L’article de presse écrit sur l’affaire Grégory n’a été repris dans aucun livre de Marguerite Duras. Pourtant, il reste dans la mémoire de l’écrivain qui en parle souvent, dans des interviews ou dans ses livres 906 et ce qu’on peut lire à travers ses propos ultérieurs c’est la tristesse profonde d’un écrivain qui se voit mal compris et mal jugé par le public. En 1987, dans La Vie matérielle, Duras ne renonce toujours pas à admirer Christine Villemin et à louer ses vertus de femme dont la violence reste « insondable », et dont la « conduite instinctive qu’on peut rendre au silence » est commune à toutes les femmes, comme le prouve l’expérience relatée par Duras dans l’article « Le Coupeur d’eau » 907 . La femme sans nom de cet article, qui pousse sa famille et elle-même au suicide, comme unique sortie d’un désespoir provoqué par les autres, peut être aussi bien Christine V., que l’auteur même. Le message durassien est sa grande compassion pour la femme en général et elle s’avère une fois de plus une militante pour le changement de la condition féminine dans la société. Le cas de Christine V. est similaire à celui de la femme de l’article mentionné ci-dessus. Toutes les deux se sentent « abandonnées par tous, par toute la société et il ne leur reste qu’une chose à faire, c’est de mourir ». 908 Duras lance un cri au nom de toutes les femmes, mais personne, semble-t-il, ne l’entend. Ce sont des histoires qui « rendent fou » 909 , dit Duras, sans accuser du tout lesdites criminelles. « Tu ne peux pas imaginer la vie que j’endure depuis des années », ce sont les mots de Christine V. dont la vie ressemble à l’identique à celle de Claire Lannes de l’Amante anglaise.

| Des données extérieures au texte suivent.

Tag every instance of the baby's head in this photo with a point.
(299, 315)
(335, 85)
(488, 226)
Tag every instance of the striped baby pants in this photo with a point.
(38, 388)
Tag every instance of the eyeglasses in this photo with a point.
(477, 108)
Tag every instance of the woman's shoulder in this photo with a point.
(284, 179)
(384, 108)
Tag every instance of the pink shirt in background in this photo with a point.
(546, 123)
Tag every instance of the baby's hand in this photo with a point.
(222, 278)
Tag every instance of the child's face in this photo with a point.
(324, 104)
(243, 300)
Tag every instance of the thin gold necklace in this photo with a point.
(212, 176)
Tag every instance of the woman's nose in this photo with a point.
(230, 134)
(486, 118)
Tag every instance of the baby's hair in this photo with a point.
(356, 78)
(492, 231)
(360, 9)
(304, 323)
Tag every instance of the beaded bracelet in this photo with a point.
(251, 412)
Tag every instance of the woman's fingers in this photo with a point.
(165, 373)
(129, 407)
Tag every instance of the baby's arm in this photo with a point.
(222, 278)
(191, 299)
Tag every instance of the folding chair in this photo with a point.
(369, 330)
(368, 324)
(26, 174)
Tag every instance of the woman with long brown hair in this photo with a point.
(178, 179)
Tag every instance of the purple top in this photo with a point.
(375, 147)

Duras n’a jamais vu Christine V. en face, mais elle l’aperçoit à travers les regards des autres. Ainsi, la voit-elle intelligente, finie, spirituelle par les yeux du juge 910 . Elle parle aussi d’un joli visage où l’on peut lire une « légère absence, une inexpressivité légère qui vitrifie le regard ». Cette femme a passé sa vie « sur le sommet d’une colline nue, dans un chalet vosgien. Tout autour, des collines vides, des chemins déserts, en bas, les sapinières très sombres…Entre les sapinières, la rivière. » 911 Pourquoi ces détails ? Duras essaie-t-elle, par ses descriptions, de préparer la défense de cette femme ? Pourquoi crie-t-elle quand elle voit la maison ?

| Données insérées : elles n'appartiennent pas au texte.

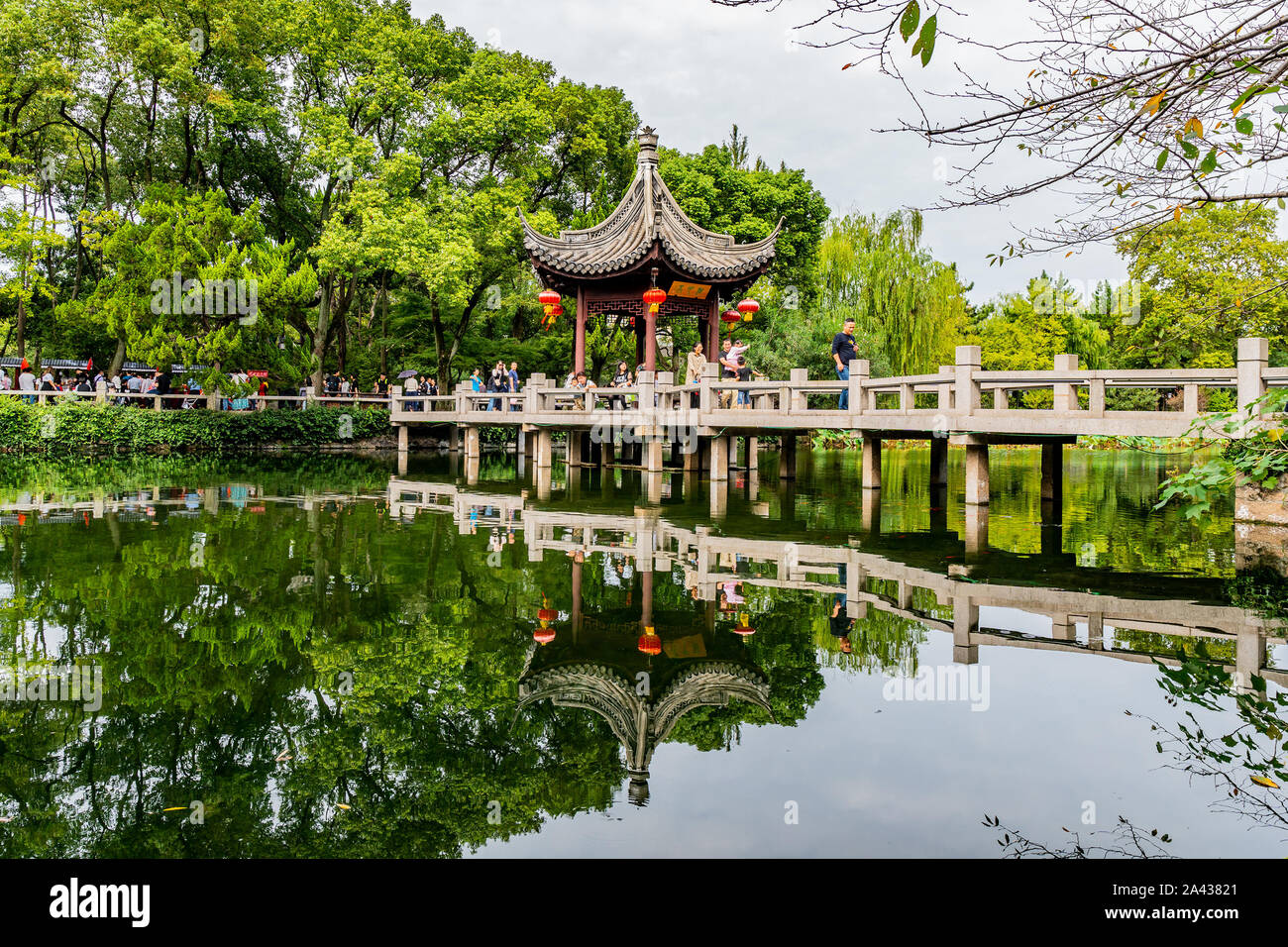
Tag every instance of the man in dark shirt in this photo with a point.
(162, 385)
(842, 354)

Le scénario du crime que Duras imagine ensuite est choquant. Les mots sont froids, cruels, fous, comme le tueur. Mais elle ne donne pas de nom. « L’enfant a dû être tué à l’intérieur de la maison. Ensuite il a dû être noyé. C’est ce que je vois. C’est au-delà de la raison. …» Les mots-clés de son article sont ici, dans ce fragment : « C’est ce que je vois ». C’est par ces mots que Duras projette tout et se projette elle-même dans son univers fictionnel. Malheureusement, ces nuances n’ont pas été prises en compte par lacritique. Tout ce qui suit cette affirmation est d « du Duras ». On retrouve dans cet article une volonté extraordinaire de l’écrivain sinon de se mettre à la place de ladite criminelle, ainsi que de toutes les femmes, du moins de comprendre leur solitude, leur innocence, les raisons qui auraient pu mener au crime, tels la désaffection, la sexualité obligée par l’homme de la part de la femme, les gifles, la folie, la monstruosité de l’innocence… « La vie qu’on mène réellement dans cette maison de la colline ou ailleurs, dans des maisons équivalentes, personne ne la connaît, même pas le juge », écrit Duras. L’emploi même du conditionnel ou de l’adverbe « peut-être » atteste le fait que l’écrivain n’a pas l’intention d’accuser : « Il se pourrait que Christine V. ait vécu avec un homme difficile à supporter » ; « Pourtant cette femme des collines nues, dit-on, aurait trouvé comment défaire en une fois, en une minute, la totalité du bâtiment de sa vie. On le dit. Ce n’est pas sûr. On peut imaginer la chose dans son principe. Dans son fait, on ne peut pas, c’est rigoureusement impossible. » ; « une nuit qui descendrait sur elle Christine V. innocente qui peut-être a tué sans savoir comme moi j’écris sans savoir, les yeux contre la vitre à essayer de voir clair dans le noir grandissant du soir de ce jour d’octobre » 912 .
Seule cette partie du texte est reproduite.